Britain's move to charge a Russian businessman for last year's murder of a Kremlin critic may affect cooperation on a range of international issues.
Six months to the day after Kremlin critic Alexander Litvinenko died from polonium poisoning, the contamination is spreading far beyond the initial target to pollute relations between Russia and the West in general, and Britain in particular.
Britain's decision Tuesday to try to prosecute an ex-KGB agent for Mr. Litvinenko's murder last November adds a new layer of frost to diplomatic exchanges that are already at their iciest since the cold war, warn politicians and experts in London and Moscow.
British prosecutors said they wanted to extradite Andrei Lugovoi, a Russian businessman who met Mr. Litvinenko on the day he fell ill, and prosecute him for murder. Mr. Lugovoi, a former KGB agent, has repeatedly insisted he is innocent.
Top prosecutor Sir Ken Macdonald called it an "extraordinarily grave crime," while Downing Street said that despite the need for cordial relations with Russia, the rule of law had to be respected, "and we will not in any way shy away from trying to ensure that that happens in a case such as this."
No one expects Russia to surrender Lugovoi, though.
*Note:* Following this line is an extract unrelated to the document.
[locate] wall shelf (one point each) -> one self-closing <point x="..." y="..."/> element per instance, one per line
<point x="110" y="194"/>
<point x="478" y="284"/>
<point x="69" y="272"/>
The Kremlin has barely concealed its contempt for the British process, insisting Russia had nothing to do with the murder and cooperating only grudgingly with the British investigation. Yesterday, a spokeswoman for the prosecutor general's office said Russian citizens cannot by law be handed over to foreign countries. Period.
At face value, the consideration is this: Was Litvinenko's poisoning the work of a state-sponsored plot or the wretched result of a private grievance?
But underneath the mysterious twists reminiscent of a spy novel lurks a broad agenda of international issues, from energy security to Iran to NATO expansion, that are threatening to rupture relations between Moscow and the West. In short, analysts say, it is not just that the Litvinenko affair is poisoning relations, but that poisoned relations will make it difficult to clear up the Litvinenko affair.